For the final composite, I used the same Photoshop and Lightroom workflow that I used for the previous two RenderMan Art Challenges. For future personal art projects I’ll be moving to a DaVinci Resolve/Fusion compositing workflow, but this time around I reached for what I already knew since I was so short on time. Just like last time, I used basically only exposure adjustments in Photoshop, flattened out, and brought the image into Lightroom for final color grading. In Lightroom I further brightened things a bit, made the scene warmer, and added just a bit more glowy-ness to everything. Figure 45 is a gif that visualizes the compositing steps I took for the final image. Figure 46 shows what all of the lighting, comp, and color grading looks like applied to a 50% grey clay shaded version of the scene, and Figure 47 repeats what the final image looks like so that you don’t have to scroll all the way back to the top of this post.

Figure 45: Animated breakdown of compositing layers.

Figure 46: Final lighting, comp, and color grading applied to a 50% grey clay shaded version. Click for 4K version.

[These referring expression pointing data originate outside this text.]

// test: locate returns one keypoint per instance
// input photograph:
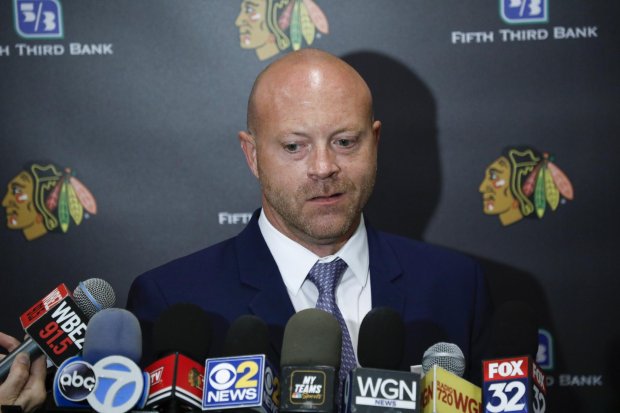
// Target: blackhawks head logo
(270, 26)
(523, 182)
(44, 198)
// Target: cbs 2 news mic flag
(513, 385)
(56, 324)
(369, 390)
(241, 382)
(114, 384)
(444, 392)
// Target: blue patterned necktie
(326, 277)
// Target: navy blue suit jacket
(441, 294)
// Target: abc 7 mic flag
(115, 384)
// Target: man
(25, 384)
(312, 144)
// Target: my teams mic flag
(513, 385)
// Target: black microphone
(181, 340)
(243, 379)
(309, 363)
(512, 381)
(377, 386)
(56, 325)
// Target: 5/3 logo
(38, 19)
(120, 385)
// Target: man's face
(495, 188)
(18, 202)
(253, 31)
(316, 159)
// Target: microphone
(56, 325)
(512, 381)
(310, 360)
(244, 378)
(443, 389)
(181, 339)
(107, 375)
(377, 386)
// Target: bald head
(300, 73)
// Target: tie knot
(325, 275)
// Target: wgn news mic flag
(370, 390)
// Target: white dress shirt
(295, 261)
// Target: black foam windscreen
(184, 328)
(248, 334)
(514, 330)
(113, 332)
(312, 337)
(381, 339)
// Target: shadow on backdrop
(408, 178)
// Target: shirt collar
(295, 261)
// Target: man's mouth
(327, 199)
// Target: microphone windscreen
(184, 328)
(312, 337)
(381, 339)
(94, 295)
(514, 330)
(113, 332)
(247, 335)
(447, 356)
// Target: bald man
(312, 142)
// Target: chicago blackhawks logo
(44, 198)
(523, 182)
(271, 26)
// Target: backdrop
(499, 140)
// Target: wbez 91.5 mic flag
(377, 386)
(56, 325)
(244, 379)
(107, 377)
(443, 389)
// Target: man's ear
(376, 129)
(248, 146)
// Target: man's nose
(323, 163)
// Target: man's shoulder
(412, 252)
(213, 259)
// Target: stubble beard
(322, 224)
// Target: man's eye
(344, 143)
(291, 147)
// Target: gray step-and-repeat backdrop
(118, 124)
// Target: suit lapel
(385, 273)
(258, 269)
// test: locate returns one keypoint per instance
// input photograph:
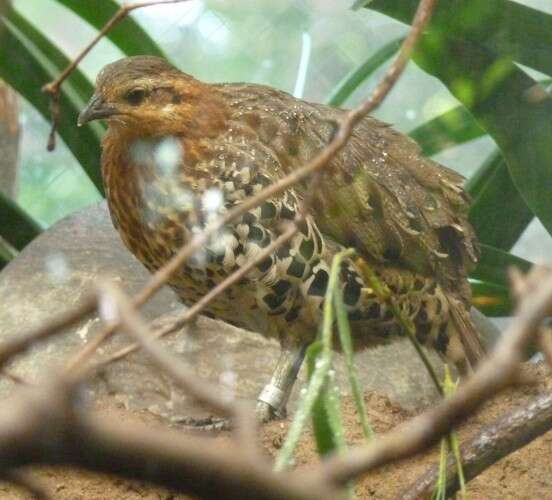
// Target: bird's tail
(465, 347)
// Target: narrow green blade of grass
(440, 491)
(345, 337)
(492, 300)
(498, 212)
(326, 417)
(322, 367)
(450, 388)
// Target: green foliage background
(471, 97)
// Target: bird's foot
(270, 404)
(208, 424)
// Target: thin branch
(166, 362)
(493, 375)
(206, 393)
(49, 425)
(194, 310)
(494, 442)
(324, 156)
(23, 341)
(52, 89)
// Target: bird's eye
(135, 96)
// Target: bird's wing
(380, 196)
(387, 200)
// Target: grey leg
(272, 400)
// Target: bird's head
(145, 95)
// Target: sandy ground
(526, 474)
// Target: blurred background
(304, 47)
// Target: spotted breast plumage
(179, 152)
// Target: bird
(179, 152)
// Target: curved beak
(97, 108)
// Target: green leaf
(504, 99)
(503, 27)
(492, 300)
(494, 263)
(452, 128)
(6, 254)
(498, 212)
(128, 35)
(16, 226)
(38, 61)
(355, 78)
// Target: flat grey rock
(60, 267)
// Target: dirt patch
(524, 474)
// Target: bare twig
(199, 389)
(52, 89)
(23, 341)
(194, 310)
(49, 425)
(338, 142)
(494, 442)
(497, 372)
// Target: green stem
(321, 369)
(345, 338)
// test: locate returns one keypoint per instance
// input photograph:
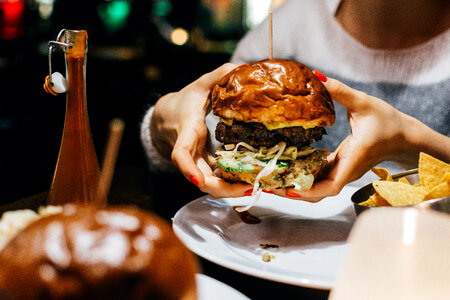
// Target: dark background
(130, 64)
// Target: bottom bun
(300, 174)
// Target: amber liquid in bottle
(77, 172)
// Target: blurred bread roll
(87, 253)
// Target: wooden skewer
(116, 128)
(270, 36)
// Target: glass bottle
(77, 171)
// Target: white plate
(212, 289)
(311, 237)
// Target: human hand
(179, 133)
(377, 135)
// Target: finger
(183, 157)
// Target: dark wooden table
(157, 194)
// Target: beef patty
(257, 135)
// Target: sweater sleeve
(156, 161)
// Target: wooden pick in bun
(90, 253)
(271, 111)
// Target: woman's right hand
(179, 133)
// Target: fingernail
(267, 191)
(319, 75)
(248, 192)
(194, 180)
(292, 195)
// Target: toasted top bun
(87, 253)
(273, 91)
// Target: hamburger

Figure 47: Final image. Click for 4K version.

Conclusion

Despite having much less free time to work on this RenderMan Art Challenge, and despite not having really intended to even enter the contest initially, I think things turned out okay! I certainly wasn’t expect to actually win a placed position again! I learned a ton about character shading, which I think is a good step towards filling a major hole in my areas of experience. For all of the props and stuff, I was pretty happy to find that my Substance Painter workflow is now sufficiently practiced and refined that I was able to churn through everything relatively efficiently. At the end of the day, stuff like art simply requires practice to get better at, and this project was a great excuse to practice!

Here is a progression video I put together from all of the test and in-progress renders that I made throughout this entire project:

Figure 48: Progression reel made from test and in-progress renders leading up to my final image.

As usual with these art projects, I owe an enormous debt of gratitude to my wife, Harmony Li, both for giving invaluable feedback and suggestions (she has a much better eye than I do!), and also for putting up with me going off on another wild time-consuming art adventure. Also, as always, Leif Pederson from Pixar’s RenderMan group provided lots of invaluable feedback, notes, and encouragement, as did everyone else in the RenderMan Art Challenge community. Seeing everyone else’s entries is always super inspiring, and being able to work side by side with such amazing artists and such friendly people is a huge honor and very humbling. If you would like to see more about my contest entry, check out the work-in-progress thread I kept on Pixar’s Art Challenge forum, and I also have an Artstation post for this project.

Finally, here’s a bonus alternate angle render of my scene. I made this alternate angle render for fun after the project and out of curiosity to see how well things held up from a different angle, since I very much “worked to camera” for the duration of the entire project. I was pleasantly surprised that everything held up well from a different angle!

Figure 49: Bonus image: alternate camera angle. Click for 4K version.